More than 95 utilities have used behavioral efficiency and behavioral demand response to change the way their customers use energy. At PowerUp, we announced a new set of tools to help our partners take their DSM programs even further. Inside Opower will give utilities a crystal-clear window into their program successes and more control over their program content. Home Energy Report recipients will get a fresh set of experiences. And new software for segmentation and targeting will open up unprecedented opportunities to personalize the customer experience.
Dan and Alex closed their keynote with a big reveal. By leveraging the same core competencies that has helped people save 6 billion kilowatt-hours of energy, Opower is extending its efforts to tackle a new challenge: helping utilities take better care of their customers. Why? Because utility-customer interactions still have room for improvement. Most customers still have a hard time understanding their electricity bills, unsatisfying experiences with call centers, and low awareness of what programs their utilities have to offer. Globally, utilities spend $30 billion every year on customer operations. Our Customer Care solution will help them get more bang for their buck.
n Miami, Puget Sound Energy became the first utility to adopt the Billing Suite — our first Customer Care offering. PSE’s VP for Customer Solutions, Jason Teller, explained why. “PSE is embarking on a multi-year strategy to improve each customer touch point. We have worked with Opower since 2008 to engage customers in order to meet our energy efficiency goals. We are excited to extend our partnership with them to inject personalized insights into other touch points such as unusual usage alerts, seasonal readiness, and eBills to drive energy efficiency program participation and increase customer satisfaction.”

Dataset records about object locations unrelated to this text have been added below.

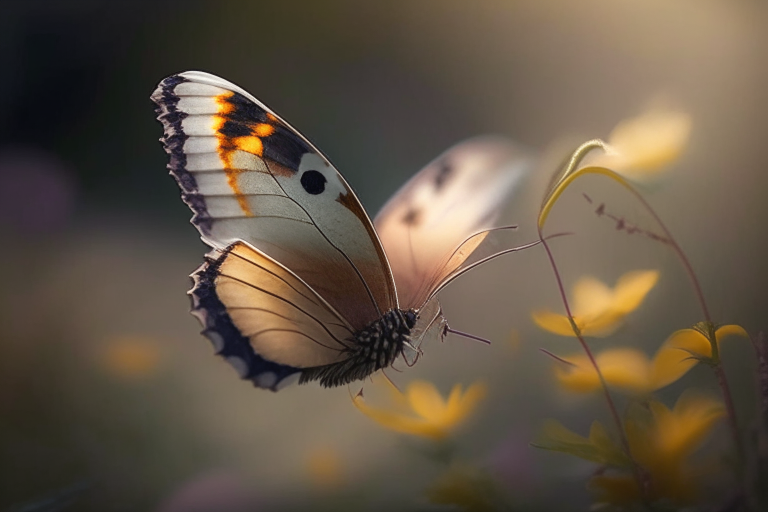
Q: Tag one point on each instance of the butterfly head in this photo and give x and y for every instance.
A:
(374, 347)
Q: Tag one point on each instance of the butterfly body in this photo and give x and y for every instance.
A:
(300, 282)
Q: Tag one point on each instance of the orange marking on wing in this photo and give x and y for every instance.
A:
(264, 130)
(227, 146)
(249, 144)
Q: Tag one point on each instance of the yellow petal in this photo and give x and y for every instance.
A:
(601, 325)
(132, 357)
(591, 297)
(674, 358)
(554, 323)
(632, 288)
(399, 422)
(461, 406)
(682, 430)
(325, 467)
(426, 401)
(645, 144)
(625, 368)
(580, 378)
(690, 340)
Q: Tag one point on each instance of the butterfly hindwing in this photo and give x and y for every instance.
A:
(247, 175)
(426, 228)
(264, 319)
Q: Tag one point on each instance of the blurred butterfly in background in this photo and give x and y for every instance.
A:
(299, 280)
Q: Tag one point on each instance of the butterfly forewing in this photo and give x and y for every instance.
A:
(248, 176)
(426, 228)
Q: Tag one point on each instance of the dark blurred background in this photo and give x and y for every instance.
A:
(109, 398)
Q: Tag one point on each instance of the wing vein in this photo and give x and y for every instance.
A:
(251, 285)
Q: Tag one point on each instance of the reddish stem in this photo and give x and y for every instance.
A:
(641, 482)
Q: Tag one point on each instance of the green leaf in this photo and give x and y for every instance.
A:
(611, 452)
(599, 447)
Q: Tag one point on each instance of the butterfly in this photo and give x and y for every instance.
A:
(299, 281)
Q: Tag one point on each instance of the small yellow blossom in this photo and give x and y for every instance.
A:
(422, 411)
(597, 309)
(324, 466)
(640, 147)
(131, 357)
(662, 445)
(631, 370)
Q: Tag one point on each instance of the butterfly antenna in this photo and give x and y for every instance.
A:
(467, 335)
(416, 359)
(479, 262)
(390, 381)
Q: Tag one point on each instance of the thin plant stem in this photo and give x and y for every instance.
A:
(572, 172)
(717, 367)
(638, 474)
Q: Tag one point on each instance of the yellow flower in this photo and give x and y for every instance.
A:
(640, 147)
(131, 357)
(422, 411)
(662, 445)
(631, 370)
(324, 466)
(597, 309)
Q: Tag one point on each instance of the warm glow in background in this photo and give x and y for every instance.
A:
(109, 397)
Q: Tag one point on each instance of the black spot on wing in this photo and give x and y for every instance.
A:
(173, 140)
(443, 172)
(411, 217)
(285, 147)
(313, 182)
(216, 322)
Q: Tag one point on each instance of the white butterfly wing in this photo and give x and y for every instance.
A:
(263, 318)
(247, 175)
(426, 225)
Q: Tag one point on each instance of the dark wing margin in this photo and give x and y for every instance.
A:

Toward the end of day one, our user experience and behavioral marketing experts gave PowerUp a crash course in behavioral design — equipping everyone with a toolkit of basic behavioral science principles, then turning them loose on a challenging behavioral science problem. Teams of utility leaders developed and shared their best ideas for inspiring residential water conservation. And everyone picked up some tips they can bring back to their day jobs.

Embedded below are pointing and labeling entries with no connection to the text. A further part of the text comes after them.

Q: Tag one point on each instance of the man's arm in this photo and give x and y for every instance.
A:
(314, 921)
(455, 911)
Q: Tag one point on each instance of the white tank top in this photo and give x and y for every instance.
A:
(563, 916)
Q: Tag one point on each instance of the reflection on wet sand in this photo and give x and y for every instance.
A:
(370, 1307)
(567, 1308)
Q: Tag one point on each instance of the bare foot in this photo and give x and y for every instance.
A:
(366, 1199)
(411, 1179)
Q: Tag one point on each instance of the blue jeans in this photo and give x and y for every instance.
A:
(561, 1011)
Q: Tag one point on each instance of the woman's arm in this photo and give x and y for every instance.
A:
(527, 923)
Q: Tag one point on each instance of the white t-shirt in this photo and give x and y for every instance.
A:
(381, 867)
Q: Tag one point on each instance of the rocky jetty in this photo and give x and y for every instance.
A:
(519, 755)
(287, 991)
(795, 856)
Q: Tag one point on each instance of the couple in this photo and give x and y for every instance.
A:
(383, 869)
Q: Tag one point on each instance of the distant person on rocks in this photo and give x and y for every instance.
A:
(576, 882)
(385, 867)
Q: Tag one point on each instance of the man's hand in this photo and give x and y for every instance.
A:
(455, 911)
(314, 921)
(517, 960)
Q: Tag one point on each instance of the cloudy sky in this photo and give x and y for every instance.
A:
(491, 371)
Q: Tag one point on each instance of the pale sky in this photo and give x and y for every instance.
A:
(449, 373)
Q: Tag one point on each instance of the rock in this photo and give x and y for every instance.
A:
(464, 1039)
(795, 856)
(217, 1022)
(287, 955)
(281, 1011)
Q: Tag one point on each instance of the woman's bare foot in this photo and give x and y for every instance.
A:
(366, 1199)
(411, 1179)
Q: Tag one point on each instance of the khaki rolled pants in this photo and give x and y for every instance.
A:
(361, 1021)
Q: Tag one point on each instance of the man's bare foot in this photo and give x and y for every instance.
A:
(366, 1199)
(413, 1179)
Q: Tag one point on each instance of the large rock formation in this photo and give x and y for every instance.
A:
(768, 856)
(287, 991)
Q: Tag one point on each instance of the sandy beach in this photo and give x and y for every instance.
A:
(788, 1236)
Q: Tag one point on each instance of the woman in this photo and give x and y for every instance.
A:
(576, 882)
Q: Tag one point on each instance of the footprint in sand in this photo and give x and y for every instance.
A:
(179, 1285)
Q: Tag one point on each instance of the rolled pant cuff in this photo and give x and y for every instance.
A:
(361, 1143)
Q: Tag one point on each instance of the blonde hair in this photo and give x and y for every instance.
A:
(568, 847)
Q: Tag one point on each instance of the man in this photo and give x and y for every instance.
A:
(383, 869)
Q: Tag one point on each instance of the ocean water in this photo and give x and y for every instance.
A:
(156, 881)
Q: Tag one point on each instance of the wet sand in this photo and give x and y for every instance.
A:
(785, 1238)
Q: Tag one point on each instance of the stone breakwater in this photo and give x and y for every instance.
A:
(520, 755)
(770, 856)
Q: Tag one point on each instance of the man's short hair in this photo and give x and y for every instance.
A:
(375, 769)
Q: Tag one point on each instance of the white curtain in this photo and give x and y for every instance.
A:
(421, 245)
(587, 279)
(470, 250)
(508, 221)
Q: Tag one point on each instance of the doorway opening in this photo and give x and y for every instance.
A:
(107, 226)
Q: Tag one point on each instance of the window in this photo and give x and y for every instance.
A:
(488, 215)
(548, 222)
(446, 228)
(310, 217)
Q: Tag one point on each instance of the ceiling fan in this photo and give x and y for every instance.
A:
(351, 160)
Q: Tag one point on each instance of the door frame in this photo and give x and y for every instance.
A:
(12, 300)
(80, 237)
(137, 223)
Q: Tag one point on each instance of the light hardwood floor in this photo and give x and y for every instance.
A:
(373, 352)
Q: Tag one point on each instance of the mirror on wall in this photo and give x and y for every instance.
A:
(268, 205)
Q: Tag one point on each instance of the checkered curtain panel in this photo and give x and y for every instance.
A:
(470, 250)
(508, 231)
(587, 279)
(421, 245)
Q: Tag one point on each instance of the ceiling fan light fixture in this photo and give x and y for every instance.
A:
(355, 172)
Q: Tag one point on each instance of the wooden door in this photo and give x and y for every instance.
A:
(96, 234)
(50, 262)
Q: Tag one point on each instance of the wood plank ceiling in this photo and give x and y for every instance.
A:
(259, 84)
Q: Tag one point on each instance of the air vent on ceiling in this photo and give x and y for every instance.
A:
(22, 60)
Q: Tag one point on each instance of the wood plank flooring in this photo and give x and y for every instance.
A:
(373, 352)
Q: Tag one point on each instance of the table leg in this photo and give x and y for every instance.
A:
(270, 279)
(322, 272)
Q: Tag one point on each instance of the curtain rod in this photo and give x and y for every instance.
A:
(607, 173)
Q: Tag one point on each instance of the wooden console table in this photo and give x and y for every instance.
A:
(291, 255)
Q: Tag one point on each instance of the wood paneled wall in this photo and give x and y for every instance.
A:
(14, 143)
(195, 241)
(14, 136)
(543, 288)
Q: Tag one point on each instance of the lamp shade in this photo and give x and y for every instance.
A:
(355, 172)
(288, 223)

From Coke to Amazon, companies worldwide are finding that greater personalization drives more sales. Nancy Hersh, Opower’s VP of Analytics, shared an example from her own life. “The first time you log onto wine.com, you see a selection of popular, entry-level wines that cost around $10. Up until this point, you were an unengaged user — so wine.com eases you in. “Over time, you start learning more about wine. So you get interested in bottles that might cost a little more. Wine.com starts recommending higher-level wines, in the $20 to $30 range. “I have a taste for wine. When I log on, wine.com looks at my personal history and suggests something in the neighborhood of $50 to $150.” The benefits are real. By giving customers personalized recommendations, wine.com achieved a 15 percent increase in order value and drove $5 per click on recommended wines. The broader takeaway — that companies should segment their customers not just by who they are, but by what they’ve done in the past — matters more than ever for utilities. Nancy went on to explain how previous behavior is a far better predictor of future actions (like enrolling in a utility program) than demographic or psychographic data.

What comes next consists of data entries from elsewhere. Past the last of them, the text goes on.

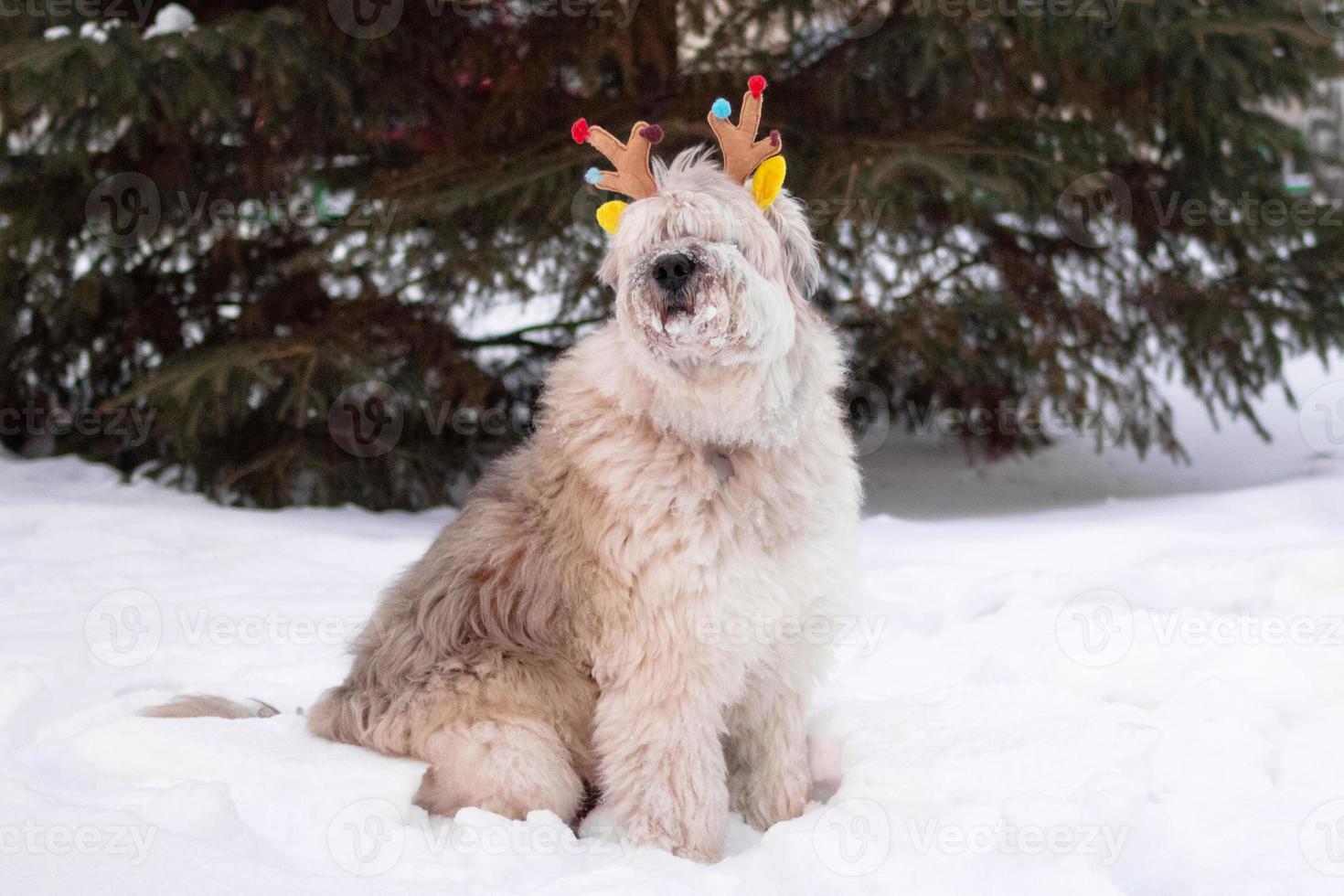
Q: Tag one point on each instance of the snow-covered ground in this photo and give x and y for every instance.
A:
(1072, 675)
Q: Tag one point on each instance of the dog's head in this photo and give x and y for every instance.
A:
(702, 274)
(707, 268)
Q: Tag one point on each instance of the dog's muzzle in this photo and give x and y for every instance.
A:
(672, 275)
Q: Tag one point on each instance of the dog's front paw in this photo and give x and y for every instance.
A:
(766, 798)
(697, 840)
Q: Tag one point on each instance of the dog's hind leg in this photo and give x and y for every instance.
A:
(507, 766)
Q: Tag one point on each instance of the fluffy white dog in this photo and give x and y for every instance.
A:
(632, 607)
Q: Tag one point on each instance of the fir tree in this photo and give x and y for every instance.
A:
(1026, 203)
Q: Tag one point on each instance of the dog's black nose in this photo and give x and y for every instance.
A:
(672, 271)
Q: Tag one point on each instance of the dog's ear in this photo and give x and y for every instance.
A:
(800, 251)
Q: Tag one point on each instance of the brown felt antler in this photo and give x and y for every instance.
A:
(632, 175)
(742, 152)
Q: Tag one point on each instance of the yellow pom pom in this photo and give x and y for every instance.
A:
(768, 180)
(609, 215)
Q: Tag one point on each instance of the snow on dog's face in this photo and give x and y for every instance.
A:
(705, 275)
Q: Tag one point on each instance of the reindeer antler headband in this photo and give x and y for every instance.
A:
(742, 155)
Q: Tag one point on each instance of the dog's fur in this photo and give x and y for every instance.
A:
(572, 630)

PowerUp is all about helping utilities connect with their customers at moments that matter — including large-scale commercial and industrial customers. Swap Shah, CEO of FirstFuel, shared how his company is using a deep analytics platform to help Southern California Edison engage businesses. And as SCE’s Christine Evans explained, Opower and FirstFuel are helping her utility deliver a seamless, end-to-end customer engagement solution that benefits consumers and SCE alike.
This summer, utilities from California and Michigan to Maryland and Vermont used Behavioral Demand Response to curb peak demand on the hottest days of the year. It was a huge success: energy savings climbed as high as 5 percent, without a single price or device. Our utility partners aren’t the only ones who like BDR. Their customers do too. In a poll, 78 percent of homes that participated said they were satisfied with the experience. And as Jim Merriam (Efficiency Vermont) and Heather Anderson (Baltimore Gas and Electric) pointed out, you usually can’t get that many people to agree on anything. Just 75 percent say they like ice cream, and 64 percent say they like the beach.
We were proud to welcome more than 300 of the world’s leading utility innovators to Miami last week. But not everyone could make it. So at PowerUp, Dan and Alex announced SyncUp — a year-long series of regional summits for our utility partners.